By suspend, they mean that BEEF print, along with the print versions of Feedstuffs, National Hog Farmer and BEEF Vet, will go into hibernation. Then, should economic conditions improve to the point that it makes sense to bring any of those publications back to life, that can be done. As with BEEF, Feedstuffs and National Hog Farmer will continue in the digital/virtual space in 2021, so stay tune for more details on that. Going forward you will also be able to find beef-related content in our Farm Progress state-farm publications.
That said, this will be the last issue of Cow-Calf Weekly to hit your inbox. The January issue of BEEF magazine will be the last printed piece you’ll read.
I began writing, photographing and reporting on the beef business while still in college. My journey over those years led me to learn about and be a part of almost every sector of the beef business—seedstock, cow-calf and cattle feeding.
When Joe Roybal hired me almost 13 years ago to join the team at BEEF, it was the answer to a dream and a prayer. It has truly been a privilege and a pleasure to bring you information that I hope has helped you run your operation better and commentary that I hope has stimulated you to think. No editor or writer can ask more than that.
Well, maybe one more thing. Starting with Roybal’s leadership, BEEF assembled an incredible bunch of writers and commentators. The old saw that there’s no I in Team applies here. This group of thinkers has been a pleasure to work with, even when we disagreed. I have learned and benefited from their wisdom and friendship and will always cherish them for making me and BEEF better.
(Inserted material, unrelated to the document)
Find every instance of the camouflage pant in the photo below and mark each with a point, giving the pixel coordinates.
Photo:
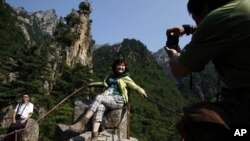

Along the way, I have met, interviewed, argued with and become friends with the best people on earth, those who tend the livestock and land with the same passion and caring that I hope we have tended BEEF. That, more than anything else, has made the journey so very worthwhile.
You, dear readers, have challenged, stimulated, schooled and guided me. For that I will always be grateful. “Thank you” doesn’t seem enough to express what you and BEEF mean to me, but it’s the best I can do.
So, thank you. It’s been a heckuva ride.